Keep in mind that if Andrew Roger is correct about how laterally transferred genes are eventually fixed in a lineage, then LGT must be very common because most events will not give rise to an adaptive advantage. They will be neutral or disadvantageous. Bill Martin believes that most claims of LGT in eukaryotes are false—he's probably right about this—and that LGT must be quite rare. If Bill Martinis is correct then it's unlikely that LGT can account for all the examples of anaerobic metabolism in eukaryotes.

I'm not a big fan of either explanation for anaerobic metabolism. The idea that it's the primitive condition that has been lost in may lineages seems a bit far-fetched given the patchy distribution in eukaryotes. On the other hand, using LGT to explain this patchy distribution of fundamentally similar enzymes activities seems equally unlikely.

The various tests of these hypotheses relay on sophisticated analyses of sequences that diverged billions of years ago. Both of these men (Roger and Martin) are experts in this field but they are pushing the boundaries of the field using algorithms that are incomprehensible to the average scientist.


Photos: The first photo is of Bill Martin and me having coffee at Tim Hortons in Toronto last year. The second one is Andrew Roger and me at the "Tree of Life" meeting in Halifax in 2009.

Hug, L.A., Stechmann, A., and Roger, A.J. (2009) Phylogenetic distributions and histories of proteins involved in anaerobic pyruvate metabolism in eukaryotes. Molecular Biology and Evolution, 27:311-324. [doi: 10.1093/molbev/msp237]

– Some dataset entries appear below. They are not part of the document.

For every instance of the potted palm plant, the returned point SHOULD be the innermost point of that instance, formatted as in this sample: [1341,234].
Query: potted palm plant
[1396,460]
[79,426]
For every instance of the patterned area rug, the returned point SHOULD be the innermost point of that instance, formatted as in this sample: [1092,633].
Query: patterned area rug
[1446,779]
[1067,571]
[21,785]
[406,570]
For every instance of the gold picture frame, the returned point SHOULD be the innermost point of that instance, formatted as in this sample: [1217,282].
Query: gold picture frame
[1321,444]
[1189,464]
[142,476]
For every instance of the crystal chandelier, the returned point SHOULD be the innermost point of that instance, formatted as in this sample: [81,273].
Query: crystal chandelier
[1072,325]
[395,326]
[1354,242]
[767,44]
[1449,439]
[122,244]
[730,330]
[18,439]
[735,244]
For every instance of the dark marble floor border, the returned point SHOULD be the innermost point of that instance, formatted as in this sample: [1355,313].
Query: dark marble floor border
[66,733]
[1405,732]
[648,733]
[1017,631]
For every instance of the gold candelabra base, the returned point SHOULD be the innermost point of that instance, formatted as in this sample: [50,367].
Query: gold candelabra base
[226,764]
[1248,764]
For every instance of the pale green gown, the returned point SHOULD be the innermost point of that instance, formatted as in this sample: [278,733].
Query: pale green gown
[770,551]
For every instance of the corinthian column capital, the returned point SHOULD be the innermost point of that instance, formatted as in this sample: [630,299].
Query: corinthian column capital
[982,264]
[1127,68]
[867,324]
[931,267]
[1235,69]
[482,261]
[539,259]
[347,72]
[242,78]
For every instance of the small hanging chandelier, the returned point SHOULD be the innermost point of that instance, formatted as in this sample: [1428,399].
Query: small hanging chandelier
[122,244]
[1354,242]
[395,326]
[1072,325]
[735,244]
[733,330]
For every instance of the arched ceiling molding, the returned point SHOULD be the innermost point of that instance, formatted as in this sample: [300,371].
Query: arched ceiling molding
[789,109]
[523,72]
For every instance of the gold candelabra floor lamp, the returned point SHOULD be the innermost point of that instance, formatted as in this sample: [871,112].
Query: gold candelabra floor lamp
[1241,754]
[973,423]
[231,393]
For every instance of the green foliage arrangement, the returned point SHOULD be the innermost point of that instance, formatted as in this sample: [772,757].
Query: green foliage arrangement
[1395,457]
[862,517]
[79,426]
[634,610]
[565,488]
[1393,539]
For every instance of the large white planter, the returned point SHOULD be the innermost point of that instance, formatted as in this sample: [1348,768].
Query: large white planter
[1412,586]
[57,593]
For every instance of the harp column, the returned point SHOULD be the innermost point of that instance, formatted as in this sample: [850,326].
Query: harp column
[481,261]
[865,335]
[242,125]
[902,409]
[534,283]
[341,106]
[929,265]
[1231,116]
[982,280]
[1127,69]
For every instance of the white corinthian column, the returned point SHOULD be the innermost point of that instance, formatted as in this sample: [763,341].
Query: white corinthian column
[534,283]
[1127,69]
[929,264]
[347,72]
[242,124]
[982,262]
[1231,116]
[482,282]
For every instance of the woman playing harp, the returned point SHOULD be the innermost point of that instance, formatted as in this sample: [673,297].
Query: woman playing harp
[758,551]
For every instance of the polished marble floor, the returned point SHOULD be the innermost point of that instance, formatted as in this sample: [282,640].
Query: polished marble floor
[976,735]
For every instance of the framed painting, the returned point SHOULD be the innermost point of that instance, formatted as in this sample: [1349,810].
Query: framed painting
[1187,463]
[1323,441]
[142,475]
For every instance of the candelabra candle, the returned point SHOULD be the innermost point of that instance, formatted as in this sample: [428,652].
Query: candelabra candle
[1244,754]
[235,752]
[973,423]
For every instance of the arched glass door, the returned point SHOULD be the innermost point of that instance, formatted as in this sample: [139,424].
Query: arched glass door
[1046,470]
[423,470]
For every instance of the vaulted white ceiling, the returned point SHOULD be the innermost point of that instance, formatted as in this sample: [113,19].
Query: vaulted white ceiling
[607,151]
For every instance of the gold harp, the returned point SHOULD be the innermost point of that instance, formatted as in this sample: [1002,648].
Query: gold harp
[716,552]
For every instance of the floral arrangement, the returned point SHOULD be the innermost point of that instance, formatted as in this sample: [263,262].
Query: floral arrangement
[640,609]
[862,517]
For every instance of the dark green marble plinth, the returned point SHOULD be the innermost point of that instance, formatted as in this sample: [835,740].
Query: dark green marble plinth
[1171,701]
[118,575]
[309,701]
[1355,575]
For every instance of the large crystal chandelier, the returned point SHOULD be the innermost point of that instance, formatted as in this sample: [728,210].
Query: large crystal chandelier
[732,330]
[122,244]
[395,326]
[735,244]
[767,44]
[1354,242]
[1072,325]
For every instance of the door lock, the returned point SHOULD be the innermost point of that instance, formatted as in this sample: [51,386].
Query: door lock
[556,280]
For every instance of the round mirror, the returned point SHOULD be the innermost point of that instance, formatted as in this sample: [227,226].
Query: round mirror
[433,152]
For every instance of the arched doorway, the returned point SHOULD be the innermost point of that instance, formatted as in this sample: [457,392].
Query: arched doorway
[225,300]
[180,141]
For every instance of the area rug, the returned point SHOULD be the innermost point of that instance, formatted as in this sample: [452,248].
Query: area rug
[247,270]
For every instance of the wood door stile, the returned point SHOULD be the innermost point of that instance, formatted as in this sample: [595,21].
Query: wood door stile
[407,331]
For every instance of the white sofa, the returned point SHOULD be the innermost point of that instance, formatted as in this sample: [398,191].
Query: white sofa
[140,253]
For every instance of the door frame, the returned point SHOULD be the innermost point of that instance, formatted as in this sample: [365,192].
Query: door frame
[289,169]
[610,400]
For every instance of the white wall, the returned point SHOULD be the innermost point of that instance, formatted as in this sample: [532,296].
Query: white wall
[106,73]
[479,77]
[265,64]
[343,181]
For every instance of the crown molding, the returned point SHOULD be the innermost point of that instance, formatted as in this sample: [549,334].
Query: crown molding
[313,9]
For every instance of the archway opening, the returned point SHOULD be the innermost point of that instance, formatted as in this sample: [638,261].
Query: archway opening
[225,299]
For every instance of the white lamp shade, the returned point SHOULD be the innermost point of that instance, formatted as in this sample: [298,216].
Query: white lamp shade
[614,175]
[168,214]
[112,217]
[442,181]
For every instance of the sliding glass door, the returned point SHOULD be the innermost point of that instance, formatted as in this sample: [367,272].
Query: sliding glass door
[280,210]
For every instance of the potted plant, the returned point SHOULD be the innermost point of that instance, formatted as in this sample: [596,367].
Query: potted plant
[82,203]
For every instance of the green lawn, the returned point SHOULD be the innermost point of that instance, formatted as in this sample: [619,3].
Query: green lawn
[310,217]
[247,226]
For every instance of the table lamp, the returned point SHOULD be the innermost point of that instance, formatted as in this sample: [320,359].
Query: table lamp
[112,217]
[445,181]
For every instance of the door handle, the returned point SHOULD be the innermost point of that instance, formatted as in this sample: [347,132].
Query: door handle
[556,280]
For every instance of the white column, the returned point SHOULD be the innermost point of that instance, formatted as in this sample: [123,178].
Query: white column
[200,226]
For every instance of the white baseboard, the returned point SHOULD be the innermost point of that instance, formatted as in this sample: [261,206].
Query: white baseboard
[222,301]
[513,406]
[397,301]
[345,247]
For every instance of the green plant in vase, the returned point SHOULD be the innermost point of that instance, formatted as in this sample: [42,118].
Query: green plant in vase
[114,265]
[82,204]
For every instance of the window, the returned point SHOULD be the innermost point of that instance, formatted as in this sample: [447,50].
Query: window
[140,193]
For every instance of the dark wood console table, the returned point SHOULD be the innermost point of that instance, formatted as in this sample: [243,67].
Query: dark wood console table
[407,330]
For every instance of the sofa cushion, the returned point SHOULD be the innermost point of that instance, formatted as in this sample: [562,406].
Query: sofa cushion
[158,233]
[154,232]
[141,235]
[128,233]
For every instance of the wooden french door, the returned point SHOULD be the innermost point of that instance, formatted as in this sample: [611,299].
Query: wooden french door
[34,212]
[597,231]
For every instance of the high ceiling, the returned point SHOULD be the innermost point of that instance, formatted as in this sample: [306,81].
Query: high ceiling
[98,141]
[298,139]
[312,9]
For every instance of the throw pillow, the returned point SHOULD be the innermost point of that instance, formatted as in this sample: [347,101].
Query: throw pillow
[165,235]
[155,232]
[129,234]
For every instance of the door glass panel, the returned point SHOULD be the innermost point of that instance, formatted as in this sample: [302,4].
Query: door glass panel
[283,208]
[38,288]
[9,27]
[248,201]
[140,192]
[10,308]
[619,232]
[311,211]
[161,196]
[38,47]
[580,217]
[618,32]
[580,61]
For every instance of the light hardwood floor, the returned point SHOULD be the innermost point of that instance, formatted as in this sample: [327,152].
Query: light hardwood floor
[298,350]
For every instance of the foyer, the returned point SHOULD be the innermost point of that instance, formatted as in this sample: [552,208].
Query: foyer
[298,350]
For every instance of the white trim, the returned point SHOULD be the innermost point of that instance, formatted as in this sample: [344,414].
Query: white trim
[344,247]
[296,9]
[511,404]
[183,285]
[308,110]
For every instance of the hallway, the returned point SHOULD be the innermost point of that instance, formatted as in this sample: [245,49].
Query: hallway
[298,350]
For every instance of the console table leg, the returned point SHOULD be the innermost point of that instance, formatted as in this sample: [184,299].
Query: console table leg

Müller, M., Mentel, M., van Hellemond, J.J., Henze, K., Woehle, C., Gould, S.B., Yu, R.-Y., van der Giezen, M., Tielens, A.G., and Martin, W.F. (2012) Biochemistry and evolution of anaerobic energy metabolism in eukaryotes. Microbiology and Molecular Biology Reviews, 76:444-495. [doi: 10.1128/MMBR.05024-11]

19 comments :

Joe Felsenstein said...

In addition to all this one could ask what "Lamarckian" means. Lamarck believed that there was an inherent complexifying force in biological evolution, in effect a directed mutational force. In addition, he believed that in trying to use, or failing to use, its structures an organism affected the inheritance of those phenotypes. If theories have these processes in them, they are truly Lamarckian. I'd say that the theories that Bill Martin and Andrew Roger are arguing about are actually not Lamarckian.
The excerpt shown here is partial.